Goal: Verify that the harness can communicate with local models and use them for evaluation/judging.

  1. Install Ollama: Download from ollama.com.
  2. Pull Model:
    ollama pull llama3
    
  3. Verify Adapter:
    multiagent-eval run --scenario scenarios/luna_demo.json --protocol ollama --agent ollama://llama3
    
  4. Verify Luna-Judge (Ollama fallback):
  5. Ensure JUDGE_PROVIDER=ollama in .env.
  6. Run: multiagent-eval evaluate --path scenarios/luna_demo.json

🛠 3. Framework Integrations (Adapters)

A. Microsoft AutoGen

Goal: Verify the autogen:// protocol and multi-agent interaction.

  1. Install Dependencies:
    pip install pyautogen
    
  2. Run Sample AutoGen Agent: (Requires a separate server script or the quickstart mock).
  3. Run Evaluation:
    multiagent-eval evaluate --path industries/telecom --protocol autogen --agent autogen://localhost:5002
    

B. LangChain / LangGraph

Goal: Verify RemoteRunnable and state-aware graph adapters.

  1. Install Dependencies:
    pip install langchain langchain-openai langgraph
    
  2. Verify LangChain Adapter:
    multiagent-eval evaluate --path scenarios/telecom_troubleshooting.json --protocol langchain --agent langchain://localhost:8000/my-agent
    
  3. Verify LangGraph (Structural):
  4. Since the LangGraph adapter is currently an Architectural Mock, verification confirms the engine's ability to route requests through the plugin hook without hardcoding.
  5. Run: multiagent-eval evaluate --path industries/telecom --protocol langgraph

C. CrewAI

Goal: Verify task-based multi-agent orchestration.

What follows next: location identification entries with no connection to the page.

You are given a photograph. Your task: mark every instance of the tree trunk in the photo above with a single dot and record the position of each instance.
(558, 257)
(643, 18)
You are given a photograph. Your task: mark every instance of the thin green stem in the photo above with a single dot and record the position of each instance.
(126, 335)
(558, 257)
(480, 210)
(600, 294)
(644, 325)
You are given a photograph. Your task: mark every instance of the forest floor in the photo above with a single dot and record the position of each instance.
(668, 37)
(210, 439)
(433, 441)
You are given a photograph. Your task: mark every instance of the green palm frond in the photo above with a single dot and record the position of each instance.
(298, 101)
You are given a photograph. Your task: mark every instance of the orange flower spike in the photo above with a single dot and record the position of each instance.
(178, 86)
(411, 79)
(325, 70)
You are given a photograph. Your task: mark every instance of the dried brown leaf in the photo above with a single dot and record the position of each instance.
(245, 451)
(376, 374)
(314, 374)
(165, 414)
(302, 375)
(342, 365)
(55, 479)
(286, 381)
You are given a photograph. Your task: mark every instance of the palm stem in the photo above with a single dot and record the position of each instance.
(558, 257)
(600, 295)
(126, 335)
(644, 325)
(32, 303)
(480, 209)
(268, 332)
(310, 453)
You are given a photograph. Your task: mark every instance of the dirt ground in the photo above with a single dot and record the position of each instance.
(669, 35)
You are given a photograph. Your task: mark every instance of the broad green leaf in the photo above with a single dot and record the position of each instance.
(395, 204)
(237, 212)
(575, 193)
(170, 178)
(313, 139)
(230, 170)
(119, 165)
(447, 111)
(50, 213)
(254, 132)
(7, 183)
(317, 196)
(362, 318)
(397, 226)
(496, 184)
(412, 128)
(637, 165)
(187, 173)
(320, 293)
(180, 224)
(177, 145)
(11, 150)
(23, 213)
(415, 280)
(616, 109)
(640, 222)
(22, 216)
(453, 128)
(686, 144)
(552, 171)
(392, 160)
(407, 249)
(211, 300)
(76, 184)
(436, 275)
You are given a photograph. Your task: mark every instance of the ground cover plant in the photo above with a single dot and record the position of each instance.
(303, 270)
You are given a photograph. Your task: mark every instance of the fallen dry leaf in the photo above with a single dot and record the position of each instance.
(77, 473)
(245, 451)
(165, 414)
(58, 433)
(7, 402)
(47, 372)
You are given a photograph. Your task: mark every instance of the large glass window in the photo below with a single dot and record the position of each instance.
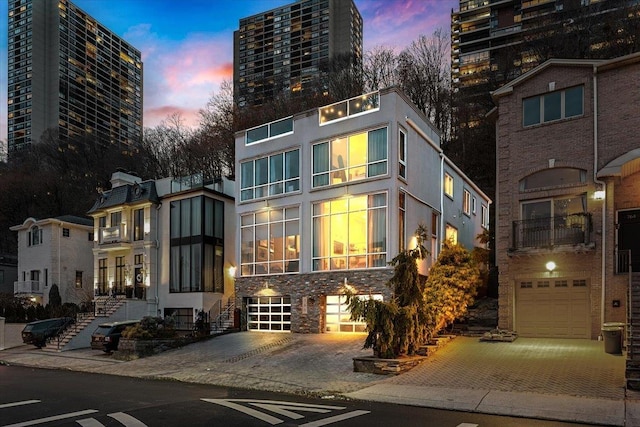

  1. Install Dependencies:
    pip install crewai
    
  2. Verify Adapter (Structural Mock):
  3. Verification confirms the lifecycle hook on_discover_adapters correctly registers the crewai:// protocol.
  4. Run: multiagent-eval evaluate --path industries/telecom --protocol crewai

💎 4. Proprietary Models (Production Verification)

Verify that the openai, claude, gemini, and grok adapters are production-ready using live API keys.

Provider Protocol Verification Command
OpenAI openai:// multiagent-eval run --protocol openai --agent openai://gpt-4-turbo
Anthropic claude:// multiagent-eval run --protocol claude --agent claude://claude-3-5-sonnet-20240620
Google gemini:// multiagent-eval run --protocol gemini --agent gemini://gemini-1.5-pro
xAI grok:// multiagent-eval run --protocol grok --agent grok://grok-beta

🔌 5. Plugin Verification

A. RemoteBridgePlugin (Live Debugger)

  1. Launch the console: multiagent-eval console.
  2. Run an evaluation.
  3. Observe real-time state updates in the Visual Debugger tab. This verifies the on_agent_turn_start and on_turn_end hooks.

C. CoveragePlugin (Grounding Heatmaps)

  1. Run: multiagent-eval evaluate --path industries/telecom.
  2. Check reports/coverage/: Verify that telecom_coverage.html is generated. This ensures the on_tool_result hook is correctly capturing grounding events.

⚖️ 6. Judge Layer & Calibration Verification

Goal: Confirm specialized rubric routing and judge-to-human alignment checking.

  1. Verify Rubric Selection:
  2. Run a scenario with a specialized rubric:
    multiagent-eval evaluate --path scenarios/clinical_safety_test.json
    
  3. Check the run.jsonl trace to ensure the correct rubric prompt was injected (requires inspecting the event payload).

  4. Verify Calibration Command:

  5. Ensure you have a run.jsonl with both luna_judge_score and human_score field.
  6. Run:
    multiagent-eval calibrate --path runs/latest_run.jsonl
    
  7. Verify the ASCII "JUDGE CALIBRATION REPORT" is displayed with MAE and Pearson Correlation.

✅ 7. Final "Production-Ready" Checklist

  • [ ] multiagent-eval doctor returns all GREEN status.
  • [ ] No ImportError when running any ecosystem adapter.
  • [ ] API keys are correctly masked in log outputs.
  • [ ] Timeouts are respected (verified by setting DEFAULT_ADAPTER_TIMEOUT=1).
  • [ ] Results generated in reports/ include detailed framework metadata.